Pass more information about execution mode to RegexRunners #68242

stephentoub · 2022-04-20T00:46:06Z

Some engines, in particular NonBacktracking, are relatively pay-for-play, in that the more information you need, the more processing they do. However, we currently don't pass enough information down to the RegexRunner to allow the engine to take full advantage. Today NonBacktracking can short-circuit its evaluation if it's told IsMatch is being used, but with the new EnumerateMatches and Count (and some uses of Replace), it's still gathering up all of the capture information even though that capture information will be ignored. This commit introduces a new RegexRunnerMode enum that lets us pass down to the engine exactly what portion of the information is needed, allowing it to avoid unnecessary work.

Related, we can reduce the amount of work performed by Match.Tidy: if the captures information won't be used, there's no point in fixing up the positions.

As part of this, I noticed we have a race condition in the new EnumerateMatches. We want to extract the index, length, and new text position from the Match object in order to populate the enumerator and result structs, but today we're doing so after the runner is returned to the cache. That means another thread could come along and start using that same Match object while we're still using it in the EnumerateMatches call. The fix is to extract the data from the Match before returning the runner.
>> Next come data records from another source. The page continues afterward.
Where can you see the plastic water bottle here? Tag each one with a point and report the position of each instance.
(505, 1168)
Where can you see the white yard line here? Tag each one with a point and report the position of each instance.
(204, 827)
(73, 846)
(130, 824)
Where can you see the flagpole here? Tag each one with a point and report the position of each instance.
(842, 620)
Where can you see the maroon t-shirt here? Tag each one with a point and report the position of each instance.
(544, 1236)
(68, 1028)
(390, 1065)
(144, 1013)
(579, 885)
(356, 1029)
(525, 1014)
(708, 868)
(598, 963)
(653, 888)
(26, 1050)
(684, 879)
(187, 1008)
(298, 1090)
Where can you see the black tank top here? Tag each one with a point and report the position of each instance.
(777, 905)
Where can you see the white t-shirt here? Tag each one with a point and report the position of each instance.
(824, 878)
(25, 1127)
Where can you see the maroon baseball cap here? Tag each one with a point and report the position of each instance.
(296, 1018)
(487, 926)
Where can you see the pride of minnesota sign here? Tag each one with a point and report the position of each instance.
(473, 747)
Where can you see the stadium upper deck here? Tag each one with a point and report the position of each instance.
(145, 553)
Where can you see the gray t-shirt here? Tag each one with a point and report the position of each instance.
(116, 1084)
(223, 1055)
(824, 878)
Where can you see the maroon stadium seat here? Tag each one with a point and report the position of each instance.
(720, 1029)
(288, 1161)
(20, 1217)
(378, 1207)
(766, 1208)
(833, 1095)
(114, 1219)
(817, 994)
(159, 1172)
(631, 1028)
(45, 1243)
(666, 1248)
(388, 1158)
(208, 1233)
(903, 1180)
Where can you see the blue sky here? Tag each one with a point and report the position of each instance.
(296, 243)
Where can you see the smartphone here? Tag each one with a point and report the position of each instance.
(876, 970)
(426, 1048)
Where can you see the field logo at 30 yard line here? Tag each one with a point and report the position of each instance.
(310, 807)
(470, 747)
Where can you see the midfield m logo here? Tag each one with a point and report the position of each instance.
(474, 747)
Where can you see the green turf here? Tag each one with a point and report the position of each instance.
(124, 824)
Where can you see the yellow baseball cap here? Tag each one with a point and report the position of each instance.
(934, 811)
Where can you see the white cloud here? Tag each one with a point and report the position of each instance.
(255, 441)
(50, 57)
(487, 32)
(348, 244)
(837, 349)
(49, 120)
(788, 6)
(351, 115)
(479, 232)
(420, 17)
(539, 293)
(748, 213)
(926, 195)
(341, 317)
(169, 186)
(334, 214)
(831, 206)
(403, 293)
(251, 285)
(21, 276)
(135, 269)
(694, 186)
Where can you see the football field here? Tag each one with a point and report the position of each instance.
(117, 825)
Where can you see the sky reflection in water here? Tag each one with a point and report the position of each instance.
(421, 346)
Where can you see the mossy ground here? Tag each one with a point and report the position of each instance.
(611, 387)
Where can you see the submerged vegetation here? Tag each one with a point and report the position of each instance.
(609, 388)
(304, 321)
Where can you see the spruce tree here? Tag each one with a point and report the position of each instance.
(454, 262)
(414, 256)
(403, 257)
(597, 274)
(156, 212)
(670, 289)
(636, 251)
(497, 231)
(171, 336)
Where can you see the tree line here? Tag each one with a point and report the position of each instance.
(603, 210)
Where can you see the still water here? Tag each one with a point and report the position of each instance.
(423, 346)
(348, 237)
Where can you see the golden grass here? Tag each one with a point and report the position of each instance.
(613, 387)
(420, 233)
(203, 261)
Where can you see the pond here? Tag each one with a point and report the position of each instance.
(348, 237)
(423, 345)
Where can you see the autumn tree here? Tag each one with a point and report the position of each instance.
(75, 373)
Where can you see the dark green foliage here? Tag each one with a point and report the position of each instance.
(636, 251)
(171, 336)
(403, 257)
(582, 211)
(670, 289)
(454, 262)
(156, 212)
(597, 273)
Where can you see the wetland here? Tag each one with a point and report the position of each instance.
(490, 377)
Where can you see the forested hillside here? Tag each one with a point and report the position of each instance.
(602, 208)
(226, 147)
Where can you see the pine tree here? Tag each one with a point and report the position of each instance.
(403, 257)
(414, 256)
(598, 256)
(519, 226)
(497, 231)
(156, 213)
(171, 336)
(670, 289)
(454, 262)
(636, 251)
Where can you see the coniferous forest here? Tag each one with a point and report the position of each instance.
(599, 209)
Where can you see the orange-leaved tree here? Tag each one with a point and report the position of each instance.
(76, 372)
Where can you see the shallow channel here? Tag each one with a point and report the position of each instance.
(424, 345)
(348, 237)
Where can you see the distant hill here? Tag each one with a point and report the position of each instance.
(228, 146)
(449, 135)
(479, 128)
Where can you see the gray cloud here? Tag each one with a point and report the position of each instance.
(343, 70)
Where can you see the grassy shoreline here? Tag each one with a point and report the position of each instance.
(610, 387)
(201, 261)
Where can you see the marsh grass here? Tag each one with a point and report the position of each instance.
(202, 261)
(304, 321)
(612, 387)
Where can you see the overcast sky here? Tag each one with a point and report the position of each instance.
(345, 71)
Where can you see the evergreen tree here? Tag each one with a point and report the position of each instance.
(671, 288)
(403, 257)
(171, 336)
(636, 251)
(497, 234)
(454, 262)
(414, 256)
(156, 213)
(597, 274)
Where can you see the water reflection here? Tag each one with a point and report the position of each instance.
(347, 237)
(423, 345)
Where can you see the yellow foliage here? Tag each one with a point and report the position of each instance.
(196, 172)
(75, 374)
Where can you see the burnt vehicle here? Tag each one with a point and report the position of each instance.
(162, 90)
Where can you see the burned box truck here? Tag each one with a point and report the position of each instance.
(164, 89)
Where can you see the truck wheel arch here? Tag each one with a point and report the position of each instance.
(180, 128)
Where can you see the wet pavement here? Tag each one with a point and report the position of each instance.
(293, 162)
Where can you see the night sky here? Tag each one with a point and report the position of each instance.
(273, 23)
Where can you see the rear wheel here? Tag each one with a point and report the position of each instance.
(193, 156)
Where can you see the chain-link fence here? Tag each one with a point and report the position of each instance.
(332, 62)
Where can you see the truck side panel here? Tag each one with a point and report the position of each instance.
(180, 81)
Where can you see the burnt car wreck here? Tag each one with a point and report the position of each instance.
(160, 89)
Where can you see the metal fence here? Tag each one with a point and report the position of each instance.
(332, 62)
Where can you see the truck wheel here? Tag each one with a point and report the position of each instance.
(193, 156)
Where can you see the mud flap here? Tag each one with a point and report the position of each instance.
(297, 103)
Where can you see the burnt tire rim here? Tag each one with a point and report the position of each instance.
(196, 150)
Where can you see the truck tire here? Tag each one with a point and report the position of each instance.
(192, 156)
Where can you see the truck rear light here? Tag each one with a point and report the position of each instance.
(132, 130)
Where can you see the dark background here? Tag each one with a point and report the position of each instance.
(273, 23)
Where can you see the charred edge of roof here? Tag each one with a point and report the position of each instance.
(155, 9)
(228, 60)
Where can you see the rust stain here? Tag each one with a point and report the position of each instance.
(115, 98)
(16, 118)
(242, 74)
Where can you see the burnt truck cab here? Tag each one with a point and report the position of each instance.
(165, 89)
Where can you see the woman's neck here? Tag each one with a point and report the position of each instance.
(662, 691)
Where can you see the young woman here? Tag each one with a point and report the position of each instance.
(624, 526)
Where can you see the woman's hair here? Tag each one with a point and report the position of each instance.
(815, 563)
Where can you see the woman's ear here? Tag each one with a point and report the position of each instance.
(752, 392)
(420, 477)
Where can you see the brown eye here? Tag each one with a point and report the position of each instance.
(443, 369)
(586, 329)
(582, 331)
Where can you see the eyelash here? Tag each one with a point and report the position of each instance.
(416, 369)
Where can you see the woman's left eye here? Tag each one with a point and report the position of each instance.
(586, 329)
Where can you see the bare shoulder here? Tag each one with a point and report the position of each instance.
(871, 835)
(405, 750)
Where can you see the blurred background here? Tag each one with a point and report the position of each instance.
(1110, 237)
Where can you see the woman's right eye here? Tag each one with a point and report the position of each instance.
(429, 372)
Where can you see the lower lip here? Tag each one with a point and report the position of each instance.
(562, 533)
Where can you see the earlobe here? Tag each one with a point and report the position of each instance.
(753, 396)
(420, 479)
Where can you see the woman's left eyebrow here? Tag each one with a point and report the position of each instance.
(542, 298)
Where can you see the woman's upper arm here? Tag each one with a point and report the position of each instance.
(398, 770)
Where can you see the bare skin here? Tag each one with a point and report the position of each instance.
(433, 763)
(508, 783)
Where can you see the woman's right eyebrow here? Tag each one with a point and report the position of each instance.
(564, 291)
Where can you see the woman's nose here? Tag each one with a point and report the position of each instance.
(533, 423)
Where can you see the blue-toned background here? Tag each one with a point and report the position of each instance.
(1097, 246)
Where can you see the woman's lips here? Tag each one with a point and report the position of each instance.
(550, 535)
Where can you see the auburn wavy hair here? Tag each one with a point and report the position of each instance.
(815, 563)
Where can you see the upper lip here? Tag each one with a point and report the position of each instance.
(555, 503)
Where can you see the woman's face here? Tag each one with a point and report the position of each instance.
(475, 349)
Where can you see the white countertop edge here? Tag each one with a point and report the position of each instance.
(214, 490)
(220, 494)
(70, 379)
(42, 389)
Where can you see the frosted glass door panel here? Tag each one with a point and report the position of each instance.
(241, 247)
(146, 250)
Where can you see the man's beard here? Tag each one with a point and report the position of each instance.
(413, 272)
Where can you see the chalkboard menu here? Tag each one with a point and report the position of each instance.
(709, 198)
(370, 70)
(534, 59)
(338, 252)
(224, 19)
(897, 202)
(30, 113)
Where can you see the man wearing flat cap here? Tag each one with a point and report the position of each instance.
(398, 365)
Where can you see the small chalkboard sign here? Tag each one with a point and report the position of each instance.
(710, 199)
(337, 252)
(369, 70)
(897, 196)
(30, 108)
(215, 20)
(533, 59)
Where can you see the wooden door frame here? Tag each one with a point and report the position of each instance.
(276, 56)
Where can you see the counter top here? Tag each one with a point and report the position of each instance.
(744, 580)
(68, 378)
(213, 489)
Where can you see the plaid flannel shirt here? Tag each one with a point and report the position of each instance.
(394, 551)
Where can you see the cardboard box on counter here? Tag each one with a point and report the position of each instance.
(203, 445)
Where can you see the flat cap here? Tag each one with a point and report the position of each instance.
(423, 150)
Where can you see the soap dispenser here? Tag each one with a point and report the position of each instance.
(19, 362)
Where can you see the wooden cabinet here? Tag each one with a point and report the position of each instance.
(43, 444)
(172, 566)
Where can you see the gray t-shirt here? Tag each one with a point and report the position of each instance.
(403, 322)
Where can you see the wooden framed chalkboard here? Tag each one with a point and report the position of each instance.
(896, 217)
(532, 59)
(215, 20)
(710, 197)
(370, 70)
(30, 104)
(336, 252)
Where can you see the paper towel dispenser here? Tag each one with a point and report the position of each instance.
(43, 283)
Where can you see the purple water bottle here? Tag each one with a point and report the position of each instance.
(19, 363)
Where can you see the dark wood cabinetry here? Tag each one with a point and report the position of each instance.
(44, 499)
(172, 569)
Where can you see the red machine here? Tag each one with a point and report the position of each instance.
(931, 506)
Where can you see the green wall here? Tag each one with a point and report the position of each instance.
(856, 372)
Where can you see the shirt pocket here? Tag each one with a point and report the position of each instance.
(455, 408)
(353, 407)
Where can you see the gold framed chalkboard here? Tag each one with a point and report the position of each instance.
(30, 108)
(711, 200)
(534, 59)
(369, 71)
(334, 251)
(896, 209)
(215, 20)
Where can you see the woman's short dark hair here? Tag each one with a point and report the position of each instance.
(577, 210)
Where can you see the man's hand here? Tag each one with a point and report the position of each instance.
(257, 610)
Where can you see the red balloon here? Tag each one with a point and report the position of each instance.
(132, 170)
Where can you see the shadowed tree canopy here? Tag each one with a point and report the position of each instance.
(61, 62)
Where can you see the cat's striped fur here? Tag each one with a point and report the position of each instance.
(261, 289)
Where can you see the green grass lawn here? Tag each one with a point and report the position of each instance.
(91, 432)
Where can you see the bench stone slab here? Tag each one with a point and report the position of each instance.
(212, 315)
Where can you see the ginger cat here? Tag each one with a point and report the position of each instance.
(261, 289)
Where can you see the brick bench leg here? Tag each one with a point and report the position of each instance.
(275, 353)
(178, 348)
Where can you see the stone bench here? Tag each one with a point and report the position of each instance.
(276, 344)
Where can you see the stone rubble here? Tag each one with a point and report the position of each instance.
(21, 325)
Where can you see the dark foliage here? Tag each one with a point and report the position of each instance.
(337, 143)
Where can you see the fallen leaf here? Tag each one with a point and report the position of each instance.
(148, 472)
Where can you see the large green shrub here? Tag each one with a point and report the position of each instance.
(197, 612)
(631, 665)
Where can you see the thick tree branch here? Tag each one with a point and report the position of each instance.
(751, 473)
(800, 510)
This makes Count, EnumerateMatches, and Replace (when there are no backreferences in the replacement) ~5x faster with the NonBacktracking engine.

Fixes #67980

ghost · 2022-04-20T00:46:13Z

Tagging subscribers to this area: @dotnet/area-system-text-regularexpressions
See info in area-owners.md if you want to be subscribed.

Issue Details

Some engines, in particular NonBacktracking, are relatively pay-for-play, in that the more information you need, the more processing they do. However, we currently don't pass enough information down to the RegexRunner to allow the engine to take full advantage. Today NonBacktracking can short-circuit its evaluation if it's told IsMatch is being used, but with the new EnumerateMatches and Count (and some uses of Replace), it's still gathering up all of the capture information even though that capture information will be ignored. This commit introduces a new RegexRunnerMode enum that lets us pass down to the engine exactly what portion of the information is needed, allowing it to avoid unnecessary work.

Related, we can reduce the amount of work performed by Match.Tidy: if the captures information won't be used, there's no point in fixing up the positions.

As part of this, I noticed we have a race condition in the new EnumerateMatches. We want to extract the index, length, and new text position from the Match object in order to populate the enumerator and result structs, but today we're doing so after the runner is returned to the cache. That means another thread could come along and start using that same Match object while we're still using it in the EnumerateMatches call. The fix is to extract the data from the Match before returning the runner.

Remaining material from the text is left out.